6. The power system frequency distributed game optimization control method considering unit dynamics according to claim 5, characterized in that, The preset unit power generation response model satisfies the following expression: ; in, The inertia coefficient, The angular frequency deviation is... The mechanical power, For load power, The damping coefficient is... The net power of the connecting lines flowing out of the power generation area, The time constant of the speed controller is... The power reference value is... The adjustment coefficient is the coefficient mentioned above. Let j be the equivalent phase angle of the j-th power generation region. The angular frequency deviation corresponding to the j-th power generation area is... Let be the synchronization coefficient of the tie line between the i-th power generation area and the j-th power generation area. Let be the equivalent phase angle of the i-th power generation region, where i and j are both positive integers.

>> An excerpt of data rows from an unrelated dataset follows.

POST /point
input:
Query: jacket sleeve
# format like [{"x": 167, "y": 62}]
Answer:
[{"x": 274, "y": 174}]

7. The power system frequency distributed game optimization control method considering unit dynamics as described in claim 5, characterized in that, The power generation area also includes a speed governor corresponding to the generator set, and the adjustment of the frequency of the generator set based on the control command includes: Obtain the control instructions output by the PLC controller; The frequency of the generator set is controlled by adjusting the speed governor based on the control command.

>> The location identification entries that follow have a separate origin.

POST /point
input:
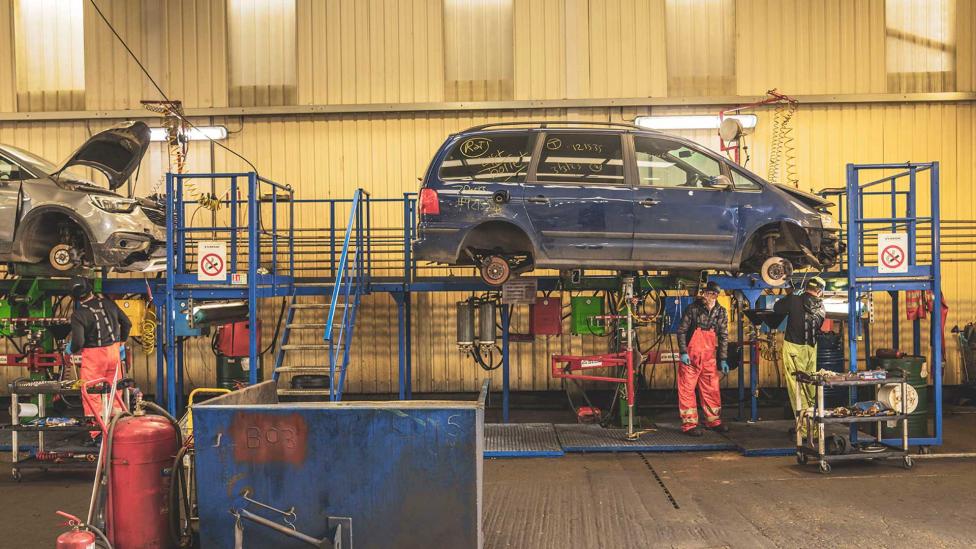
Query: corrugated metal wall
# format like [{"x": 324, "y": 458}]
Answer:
[{"x": 393, "y": 52}]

8. A power system frequency control device, characterized in that, This device is applied to a new energy power system, which includes multiple power generation areas connected by interconnecting lines. Each power generation area includes generator sets, a measurement unit, and a distributed market coupling controller. The distributed market coupling controller has a built-in preset generator set generation response model and a preset market game model. The device includes: A preprocessing module is used to collect the regional frequency deviation and tie-line power of adjacent power generation areas through the measurement unit, and calculate the regional control deviation based on the regional frequency deviation and the tie-line power. The data acquisition module is used to obtain the nodal electricity price corresponding to the power generation area; A market calculation module is used to input the regional control deviation and the node electricity price into the preset market game model to generate a power reference value, so that the power reference value and the regional control deviation are coupled in real time; A physical control module is used to generate control commands corresponding to the generator set based on the power reference value using the preset generator set power generation response model, and then adjust the frequency of the generator set based on the control commands.

9. An electronic device, characterized in that, include: At least one processor; At least one memory for storing at least one program; When at least one of the programs is executed by at least one of the processors, the power system frequency distributed game optimization control method taking into account unit dynamics as described in any one of claims 1 to 7 is implemented.

10. A computer-readable storage medium storing computer-executable instructions, characterized in that, The computer-executable instructions are used to execute the power system frequency distributed game optimization control method that takes into account unit dynamics as described in any one of claims 1 to 7.